En décembre 1967, le 31 décembre, un voyage en train pour Marseille devait inscrire une date et un protocole : Marseille, jamais que pour ça (faire des photographies de constat à la fois distancié et autobiographique).

Le procédé était trop simple, mais il a été tout de même suivi. À chaque passage à Marseille il fallait répéter les mêmes itinéraires et la même insistance à saisir un lieu, mais pas les mêmes photos. Et, presque toujours, le voyage n’avait lieu que pour ça. Idem pour ce 31 décembre 2007, quarante ans après, très exactement. Ici, à titre d’échantillon (mais il n’y a finalement pas grand chose d’intéressant, hormis l’expérience subjective) on ne garde que des monuments. Entre temps ce mot a été pris dans d’autres significations, mais il convient finalement au sens moderne ordinaire.

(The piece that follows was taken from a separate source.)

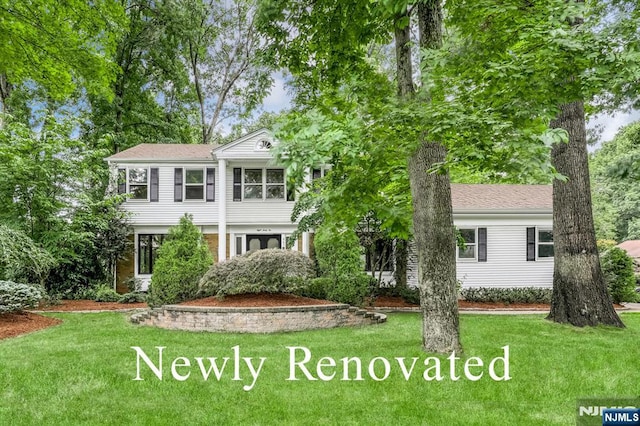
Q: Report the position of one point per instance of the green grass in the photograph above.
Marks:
(81, 372)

marseille-fontaine-1967_p.jpg
Marseille, square Stalingrad, 31 décembre 1967.

monument_2007.jpg
Marseille, square Stalingrad, lundi 31 décembre 2007, 18 heures.

marseille-etienne-1967_p.jpg
Marseille, place Joseph Étienne, 1er janvier 1968.

monument_etienne2.jpg
Marseille, place Joseph Étienne, mardi 1er janvier 2008, 17 heures.